When Trump repeatedly attacked Hunter Biden, claiming that he had made millions of dollars in Ukraine through corrupt strategies, Joe Biden didn’t bring up the fact that Trump had funneled money to his children in order to dodge taxes, or how he had taken advantage of his position as President to profit his personal business interests; he simply chose to remark that the report was debunked.
Biden also allowed Trump to frame him as an empty vessel for progressive Democrats, spending time explaining why he was against the proposals of Medicare for All and the Green New Deal, instead of attacking Trump about his non-existent health-care plan and his complete denial of climate change. It was the moderator Chris Wallace, not Biden, who brought up the fact that Trump didn’t have any proposal with which to replace the Affordable Care Act. Even Trump’s extremely inappropriate attacks about Biden’s son’s drug use could have been an opportunity for Biden to lay out his plan on dealing with addiction and mental health; he didn’t.
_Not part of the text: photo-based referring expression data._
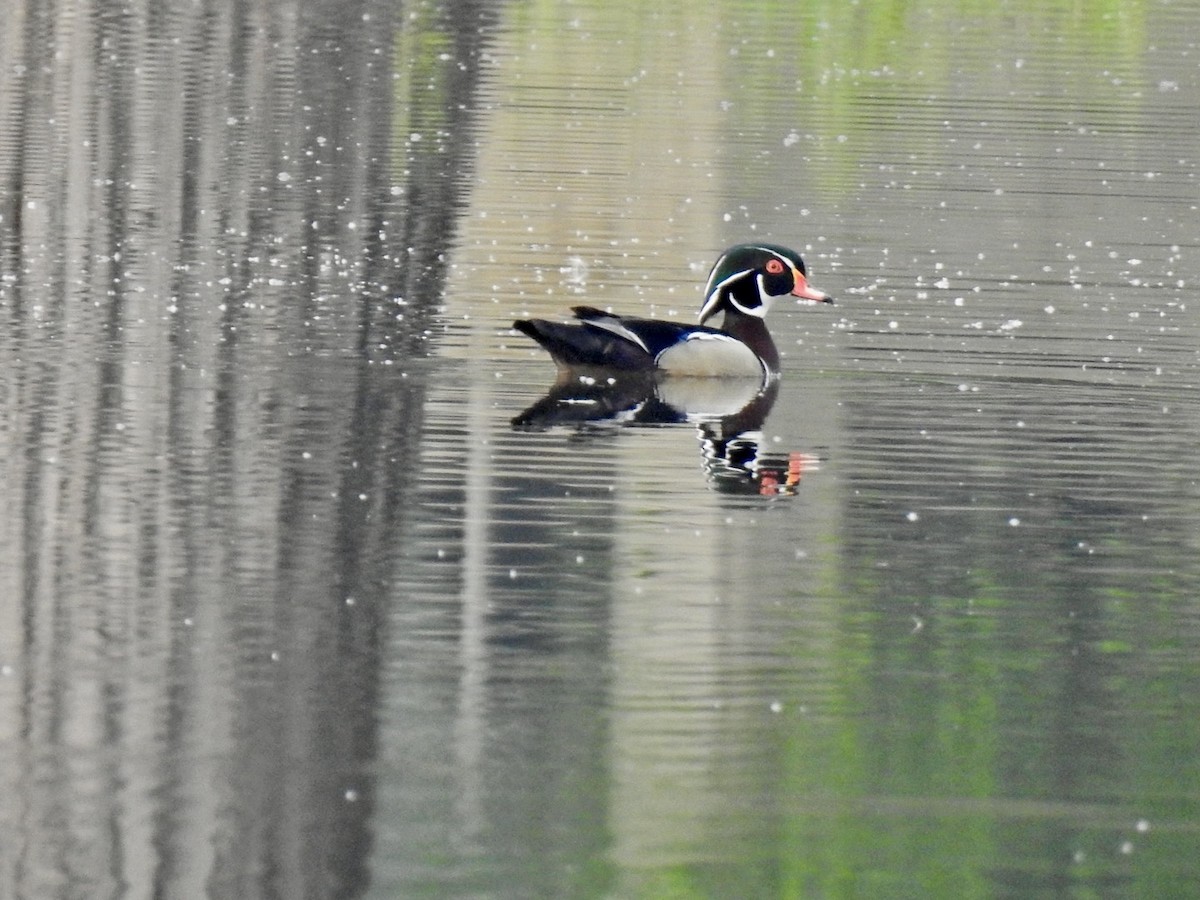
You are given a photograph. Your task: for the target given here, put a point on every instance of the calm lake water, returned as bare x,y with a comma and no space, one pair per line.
289,607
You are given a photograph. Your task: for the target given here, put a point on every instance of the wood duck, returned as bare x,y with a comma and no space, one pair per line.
743,285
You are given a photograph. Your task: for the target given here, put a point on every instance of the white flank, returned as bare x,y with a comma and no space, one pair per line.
708,355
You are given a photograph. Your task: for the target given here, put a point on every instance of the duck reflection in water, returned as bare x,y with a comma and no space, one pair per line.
653,371
727,413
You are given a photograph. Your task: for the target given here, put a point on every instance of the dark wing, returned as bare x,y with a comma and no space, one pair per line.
601,340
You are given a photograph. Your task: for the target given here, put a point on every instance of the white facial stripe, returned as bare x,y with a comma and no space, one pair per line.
714,295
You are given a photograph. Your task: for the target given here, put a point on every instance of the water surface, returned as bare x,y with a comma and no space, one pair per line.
292,609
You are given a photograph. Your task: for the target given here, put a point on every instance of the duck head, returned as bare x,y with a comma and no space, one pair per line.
748,277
Shortly after the debate, the New York Times asked its readers to comment on what they had just watched. Jackson Miller from Florida wrote, “Many will mourn the loss of this kind of pablum, but I think others will find it refreshing.” This is likely to ring true with voters in the country worst hit by the global COVID-19 pandemic — the U.S. has had over 200,000 deaths and is facing a serious economic recession.
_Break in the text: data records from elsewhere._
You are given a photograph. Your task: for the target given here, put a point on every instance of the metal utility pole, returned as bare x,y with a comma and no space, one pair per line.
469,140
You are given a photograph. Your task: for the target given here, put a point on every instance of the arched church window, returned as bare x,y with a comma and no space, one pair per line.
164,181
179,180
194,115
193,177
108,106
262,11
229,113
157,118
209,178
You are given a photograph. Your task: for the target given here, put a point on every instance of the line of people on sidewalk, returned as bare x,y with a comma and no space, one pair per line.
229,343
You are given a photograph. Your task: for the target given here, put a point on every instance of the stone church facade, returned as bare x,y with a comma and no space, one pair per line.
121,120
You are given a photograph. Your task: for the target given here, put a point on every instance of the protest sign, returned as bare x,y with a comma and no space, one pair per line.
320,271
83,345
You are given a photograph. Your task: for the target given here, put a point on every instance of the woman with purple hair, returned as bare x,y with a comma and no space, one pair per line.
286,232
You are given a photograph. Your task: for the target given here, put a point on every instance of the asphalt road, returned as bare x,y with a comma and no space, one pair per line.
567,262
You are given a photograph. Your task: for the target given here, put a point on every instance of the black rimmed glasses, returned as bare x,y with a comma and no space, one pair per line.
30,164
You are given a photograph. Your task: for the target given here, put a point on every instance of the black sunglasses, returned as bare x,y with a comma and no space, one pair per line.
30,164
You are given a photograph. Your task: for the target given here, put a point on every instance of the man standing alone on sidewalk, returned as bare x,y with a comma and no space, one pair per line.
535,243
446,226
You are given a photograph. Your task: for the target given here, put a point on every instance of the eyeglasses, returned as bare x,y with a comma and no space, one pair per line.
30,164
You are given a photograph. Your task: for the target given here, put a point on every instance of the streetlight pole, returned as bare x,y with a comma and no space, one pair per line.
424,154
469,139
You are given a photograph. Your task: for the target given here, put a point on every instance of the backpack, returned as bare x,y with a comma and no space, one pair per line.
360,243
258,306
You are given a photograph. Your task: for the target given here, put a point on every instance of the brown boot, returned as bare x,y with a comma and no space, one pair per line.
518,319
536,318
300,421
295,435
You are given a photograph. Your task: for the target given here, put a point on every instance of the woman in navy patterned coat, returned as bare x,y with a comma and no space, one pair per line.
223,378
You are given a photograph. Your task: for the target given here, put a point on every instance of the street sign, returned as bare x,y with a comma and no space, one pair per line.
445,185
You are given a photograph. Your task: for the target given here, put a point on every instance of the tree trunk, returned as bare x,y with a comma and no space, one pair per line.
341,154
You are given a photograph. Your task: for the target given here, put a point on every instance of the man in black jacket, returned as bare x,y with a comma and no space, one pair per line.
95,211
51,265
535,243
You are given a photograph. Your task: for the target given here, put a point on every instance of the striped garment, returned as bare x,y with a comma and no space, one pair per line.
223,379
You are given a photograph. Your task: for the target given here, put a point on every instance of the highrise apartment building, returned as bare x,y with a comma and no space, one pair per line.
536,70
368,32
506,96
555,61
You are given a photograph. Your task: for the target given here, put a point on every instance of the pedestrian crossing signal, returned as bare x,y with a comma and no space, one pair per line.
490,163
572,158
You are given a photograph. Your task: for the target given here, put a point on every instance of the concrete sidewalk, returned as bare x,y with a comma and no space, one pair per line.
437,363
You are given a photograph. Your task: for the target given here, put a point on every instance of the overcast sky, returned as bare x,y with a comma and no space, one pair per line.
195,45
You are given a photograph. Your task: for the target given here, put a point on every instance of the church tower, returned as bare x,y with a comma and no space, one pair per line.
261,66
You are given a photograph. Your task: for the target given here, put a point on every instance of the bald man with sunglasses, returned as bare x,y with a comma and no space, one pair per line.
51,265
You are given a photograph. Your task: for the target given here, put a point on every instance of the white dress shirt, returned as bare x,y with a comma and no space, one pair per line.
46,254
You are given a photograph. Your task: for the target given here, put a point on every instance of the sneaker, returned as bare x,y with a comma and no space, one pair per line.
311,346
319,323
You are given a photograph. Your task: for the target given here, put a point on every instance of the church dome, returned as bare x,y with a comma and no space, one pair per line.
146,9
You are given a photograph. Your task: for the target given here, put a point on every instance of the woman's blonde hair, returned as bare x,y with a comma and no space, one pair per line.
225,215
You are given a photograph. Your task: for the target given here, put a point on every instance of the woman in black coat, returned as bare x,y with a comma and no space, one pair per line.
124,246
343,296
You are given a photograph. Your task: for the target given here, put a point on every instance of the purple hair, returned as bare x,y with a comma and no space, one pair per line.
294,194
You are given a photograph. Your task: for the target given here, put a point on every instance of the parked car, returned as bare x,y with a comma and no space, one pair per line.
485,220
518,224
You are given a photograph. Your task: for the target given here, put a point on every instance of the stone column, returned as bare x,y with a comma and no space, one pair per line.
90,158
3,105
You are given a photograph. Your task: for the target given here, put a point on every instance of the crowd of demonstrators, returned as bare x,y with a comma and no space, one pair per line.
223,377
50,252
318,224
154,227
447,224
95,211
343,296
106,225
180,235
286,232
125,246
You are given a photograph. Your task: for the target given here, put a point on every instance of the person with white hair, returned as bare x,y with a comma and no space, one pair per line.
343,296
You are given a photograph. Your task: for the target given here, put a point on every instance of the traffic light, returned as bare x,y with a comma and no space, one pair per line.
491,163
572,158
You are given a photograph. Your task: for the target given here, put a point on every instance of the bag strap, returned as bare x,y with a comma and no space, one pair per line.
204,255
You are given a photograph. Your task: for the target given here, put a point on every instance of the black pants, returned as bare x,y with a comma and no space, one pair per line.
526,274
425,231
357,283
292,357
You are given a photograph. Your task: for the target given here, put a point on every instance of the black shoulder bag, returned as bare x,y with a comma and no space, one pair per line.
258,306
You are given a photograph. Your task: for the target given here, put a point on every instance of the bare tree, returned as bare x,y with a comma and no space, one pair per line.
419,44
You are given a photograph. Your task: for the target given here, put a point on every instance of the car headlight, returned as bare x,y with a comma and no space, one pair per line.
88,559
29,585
Americans, now more than ever, understand that leadership — or lack thereof — has real life consequences. They know that this is a real and critical choice. So while Trump’s outrageous rhetoric and baseless claims may have won him the debate before, in this moment it is much more likely that an uninspiring yet sane performance is what Americans were looking for. According to this interpretation and according to post-debate polling, Biden managed to pull out a victory on Tuesday night — not because of his own performance but because Trump no longer matches the mood of the American people.
Kerim Bali is a sophomore from Istanbul, Turkey studying Political Science. He is a member of A Place to Talk.